Strong, effective policies on equalities issues also help public organisations to compete for staff – counter-balancing companies’ ability to pay higher salaries. Many IT companies’ workforces and leadership cadres are dominated by white men, making them unattractive employers for ambitious female or ethnic minority digital professionals. It’s notable that “there are a lot more women and people of colour in senior positions in government” than in the private sector, commented one departmental CIO.

Many would be amply qualified for more highly-paid private sector roles, but find themselves excluded by bias in appointments processes – so government “gets diversity – but at the cost of continuing to build the pay gap between women and minorities, and white men,” the CIO concluded. “It’s an interesting trade-off.”

3/ Establish a digital academy serving civil servants in every profession

When in 2013 I became Director General of Business Transformation at the UK’s Department for Work and Pensions, I soon realised that I faced a major task in explaining my agenda. It was obvious that I would not be able to make rapid progress on transformation until the senior leadership team and service owners understood both the potential of digital technologies, and how working practices and organisational processes would have to adapt around their requirements.

My solution was the Digital Academy, which trained 5000 staff across the UK over the following three years – 80% of them not digital practitioners, but senior leaders and other professionals who need to understand digital technologies and techniques. The Academy ran courses, for example, on ‘Agile’ project management for policymakers, operational staff and service managers. I found that once about 10% of the whole workforce had a good grounding in digital technologies, a tipping point was passed and resistance to new ways of working diminished. This in turn permitted a gentler use of hard levers such as spend controls by the digital centre, shifting towards a more collaborative approach that itself won the agenda more support among departmental leaders.

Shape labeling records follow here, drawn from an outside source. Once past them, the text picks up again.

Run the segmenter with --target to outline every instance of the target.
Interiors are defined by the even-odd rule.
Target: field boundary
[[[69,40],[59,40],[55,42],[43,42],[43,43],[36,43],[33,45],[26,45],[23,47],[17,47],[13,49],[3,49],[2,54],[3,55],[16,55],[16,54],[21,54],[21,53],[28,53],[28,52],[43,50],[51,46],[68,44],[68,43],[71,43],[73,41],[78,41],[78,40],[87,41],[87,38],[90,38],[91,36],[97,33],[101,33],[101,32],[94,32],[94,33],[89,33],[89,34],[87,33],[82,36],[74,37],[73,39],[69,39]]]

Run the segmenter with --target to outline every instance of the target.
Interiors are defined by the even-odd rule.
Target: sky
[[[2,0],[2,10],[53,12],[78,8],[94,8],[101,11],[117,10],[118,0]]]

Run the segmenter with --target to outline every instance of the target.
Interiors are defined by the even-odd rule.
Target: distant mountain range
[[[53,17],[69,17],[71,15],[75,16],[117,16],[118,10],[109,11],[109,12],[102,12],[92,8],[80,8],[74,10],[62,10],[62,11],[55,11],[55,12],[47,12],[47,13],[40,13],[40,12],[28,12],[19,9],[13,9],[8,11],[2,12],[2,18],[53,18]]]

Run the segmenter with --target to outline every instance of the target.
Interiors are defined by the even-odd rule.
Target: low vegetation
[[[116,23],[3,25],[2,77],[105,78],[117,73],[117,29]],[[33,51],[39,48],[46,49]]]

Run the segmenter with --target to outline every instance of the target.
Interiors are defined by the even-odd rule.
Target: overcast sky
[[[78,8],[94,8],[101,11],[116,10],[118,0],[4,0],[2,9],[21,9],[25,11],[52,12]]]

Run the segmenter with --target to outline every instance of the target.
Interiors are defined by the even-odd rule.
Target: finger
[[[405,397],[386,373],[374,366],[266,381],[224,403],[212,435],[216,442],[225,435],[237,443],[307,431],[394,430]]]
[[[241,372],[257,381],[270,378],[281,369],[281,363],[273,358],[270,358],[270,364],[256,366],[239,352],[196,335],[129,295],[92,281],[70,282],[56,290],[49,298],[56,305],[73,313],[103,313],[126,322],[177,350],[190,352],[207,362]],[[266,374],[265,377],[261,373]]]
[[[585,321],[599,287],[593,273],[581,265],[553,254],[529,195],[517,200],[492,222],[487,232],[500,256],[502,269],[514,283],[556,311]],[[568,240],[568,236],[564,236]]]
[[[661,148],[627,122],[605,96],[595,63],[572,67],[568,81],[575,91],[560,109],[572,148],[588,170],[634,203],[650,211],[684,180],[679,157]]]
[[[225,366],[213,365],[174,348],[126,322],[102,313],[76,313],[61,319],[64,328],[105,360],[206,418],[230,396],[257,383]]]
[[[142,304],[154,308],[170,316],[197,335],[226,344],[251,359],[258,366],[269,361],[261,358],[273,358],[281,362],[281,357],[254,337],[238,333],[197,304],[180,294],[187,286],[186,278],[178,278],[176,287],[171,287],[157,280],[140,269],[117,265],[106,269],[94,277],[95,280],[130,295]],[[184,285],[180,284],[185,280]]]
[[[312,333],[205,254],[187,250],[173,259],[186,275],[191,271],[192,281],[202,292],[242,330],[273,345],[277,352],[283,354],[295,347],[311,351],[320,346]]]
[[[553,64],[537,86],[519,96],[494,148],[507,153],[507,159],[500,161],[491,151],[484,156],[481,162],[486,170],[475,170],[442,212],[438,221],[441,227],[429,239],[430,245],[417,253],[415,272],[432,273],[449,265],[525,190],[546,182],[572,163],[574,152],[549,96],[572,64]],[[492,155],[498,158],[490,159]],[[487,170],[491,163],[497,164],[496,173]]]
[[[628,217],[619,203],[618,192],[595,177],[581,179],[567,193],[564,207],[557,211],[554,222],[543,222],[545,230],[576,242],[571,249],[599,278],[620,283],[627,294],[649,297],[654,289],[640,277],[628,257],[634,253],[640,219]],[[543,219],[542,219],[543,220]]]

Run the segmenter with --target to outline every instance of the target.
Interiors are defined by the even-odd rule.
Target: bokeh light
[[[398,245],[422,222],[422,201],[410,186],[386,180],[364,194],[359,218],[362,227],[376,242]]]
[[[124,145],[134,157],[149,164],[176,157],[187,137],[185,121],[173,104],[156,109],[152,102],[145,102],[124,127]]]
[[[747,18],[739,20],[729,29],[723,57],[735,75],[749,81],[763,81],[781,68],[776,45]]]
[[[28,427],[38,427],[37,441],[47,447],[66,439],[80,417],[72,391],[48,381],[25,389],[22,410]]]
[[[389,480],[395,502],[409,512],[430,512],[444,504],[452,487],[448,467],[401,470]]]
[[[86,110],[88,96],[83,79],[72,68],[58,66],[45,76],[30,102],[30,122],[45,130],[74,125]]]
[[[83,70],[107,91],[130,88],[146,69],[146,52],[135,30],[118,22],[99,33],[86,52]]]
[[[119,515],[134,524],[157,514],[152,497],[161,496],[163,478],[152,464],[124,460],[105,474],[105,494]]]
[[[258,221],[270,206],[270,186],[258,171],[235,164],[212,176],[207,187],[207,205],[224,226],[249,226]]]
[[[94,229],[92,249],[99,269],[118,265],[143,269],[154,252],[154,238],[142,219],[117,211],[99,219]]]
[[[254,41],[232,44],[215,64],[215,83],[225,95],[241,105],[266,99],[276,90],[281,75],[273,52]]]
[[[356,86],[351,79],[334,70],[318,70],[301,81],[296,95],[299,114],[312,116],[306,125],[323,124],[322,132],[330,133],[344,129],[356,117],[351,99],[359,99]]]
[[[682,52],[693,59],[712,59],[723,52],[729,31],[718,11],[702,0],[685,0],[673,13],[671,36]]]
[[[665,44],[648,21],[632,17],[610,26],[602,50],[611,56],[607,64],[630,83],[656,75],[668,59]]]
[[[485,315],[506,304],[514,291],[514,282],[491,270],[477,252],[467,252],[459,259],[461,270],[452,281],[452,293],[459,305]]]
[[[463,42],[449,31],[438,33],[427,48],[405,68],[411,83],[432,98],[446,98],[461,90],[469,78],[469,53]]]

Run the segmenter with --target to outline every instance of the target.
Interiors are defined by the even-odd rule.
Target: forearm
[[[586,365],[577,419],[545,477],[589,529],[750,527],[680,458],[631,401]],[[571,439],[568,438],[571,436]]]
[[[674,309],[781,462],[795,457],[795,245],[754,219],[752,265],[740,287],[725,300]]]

When I moved to the Cabinet Office to lead the Government Digital Service in 2016, the Academy followed me – though with an altered remit: its new goals were to develop the digital, data and technology workforce, and to retrain civil servants from other professions to swell its ranks. Since then, thousands more civil servants have undertaken courses, and the model has been followed by other public bodies: an NHS Digital Academy and Scottish Digital Academy have now been established, among others. Work to improve understanding of digital among senior leaders remains at the heart of the UK’s agenda: the government has promised to upskill 90% of senior civil servants in digital and data by 2025, and is developing a Digital Excellence Programme for senior leaders.

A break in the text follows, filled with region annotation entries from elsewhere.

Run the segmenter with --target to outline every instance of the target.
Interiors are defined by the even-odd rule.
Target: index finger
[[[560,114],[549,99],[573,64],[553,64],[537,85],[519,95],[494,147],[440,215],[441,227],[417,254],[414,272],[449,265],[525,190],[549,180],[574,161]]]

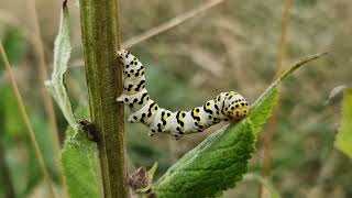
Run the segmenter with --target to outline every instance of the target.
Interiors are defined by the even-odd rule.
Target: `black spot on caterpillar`
[[[125,50],[118,52],[123,64],[123,94],[117,99],[131,108],[129,122],[142,122],[150,135],[170,133],[177,140],[184,134],[201,132],[220,121],[239,122],[248,114],[249,103],[238,92],[221,92],[202,107],[172,112],[160,108],[145,87],[144,66]]]

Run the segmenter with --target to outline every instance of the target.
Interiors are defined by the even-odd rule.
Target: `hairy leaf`
[[[246,173],[255,135],[270,118],[280,82],[318,54],[301,59],[274,81],[251,107],[249,117],[218,131],[177,161],[154,185],[157,197],[215,197]]]
[[[273,184],[267,179],[257,174],[245,174],[244,179],[246,180],[256,180],[261,183],[265,189],[268,191],[271,198],[280,198],[277,189],[273,186]]]
[[[52,73],[52,79],[45,81],[45,85],[47,86],[58,107],[63,111],[69,125],[74,130],[78,130],[79,125],[76,122],[72,103],[64,84],[64,76],[67,70],[67,63],[70,56],[70,51],[69,14],[66,3],[64,3],[58,35],[56,36],[54,46],[54,70]]]
[[[63,6],[58,35],[54,48],[54,70],[52,79],[46,81],[52,96],[63,111],[69,128],[62,153],[62,166],[66,177],[69,197],[100,197],[98,158],[96,143],[87,140],[73,112],[69,96],[64,84],[67,63],[70,56],[69,16],[66,2]],[[78,116],[87,116],[87,107],[78,107]]]
[[[211,197],[233,187],[246,173],[254,140],[249,119],[213,133],[156,183],[157,197]]]
[[[343,90],[342,122],[334,146],[352,158],[352,88]]]

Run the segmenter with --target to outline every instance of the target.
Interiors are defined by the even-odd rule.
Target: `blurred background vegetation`
[[[58,30],[61,1],[36,0],[47,69]],[[121,41],[127,41],[204,0],[120,0]],[[53,132],[44,111],[38,78],[38,55],[33,48],[35,25],[30,2],[0,0],[0,37],[8,53],[36,139],[51,175],[58,185]],[[33,7],[33,6],[32,6]],[[204,103],[220,91],[237,90],[249,101],[275,75],[279,51],[283,0],[226,0],[206,13],[173,28],[130,51],[146,65],[147,87],[161,106],[172,110]],[[69,2],[73,54],[66,84],[74,106],[87,102],[77,2]],[[352,85],[352,1],[294,0],[284,66],[298,58],[329,51],[284,84],[277,131],[273,141],[273,185],[283,197],[352,197],[352,162],[333,148],[340,122],[339,105],[327,106],[330,90]],[[285,67],[287,68],[287,67]],[[127,114],[129,110],[127,110]],[[55,107],[59,139],[67,123]],[[175,142],[168,135],[148,138],[147,128],[127,123],[130,170],[160,163],[157,174],[193,148],[221,124]],[[16,197],[45,197],[45,185],[24,132],[20,111],[0,62],[0,197],[13,188]],[[264,133],[261,135],[264,136]],[[260,173],[263,141],[250,173]],[[43,187],[44,186],[44,187]],[[239,183],[226,197],[257,197],[258,184]]]

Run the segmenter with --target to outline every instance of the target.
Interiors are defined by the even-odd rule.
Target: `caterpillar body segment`
[[[239,122],[248,114],[249,103],[234,91],[221,92],[189,111],[161,108],[147,92],[143,64],[125,50],[119,51],[118,57],[123,64],[123,94],[117,100],[130,107],[128,121],[144,123],[151,129],[150,135],[170,133],[178,140],[221,121]]]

Academies can play an immensely valuable role in improving skills – both for digital professionals and, equally importantly, among others whose engagement and support is critical to effective transformation. As one senior official commented at the 2022 Government Digital Summit: “There is no technology problem that is not actually a business problem, so it’s imperative that we get the subject matter experts who deliver services to understand how to think differently about what they want from IT professionals.”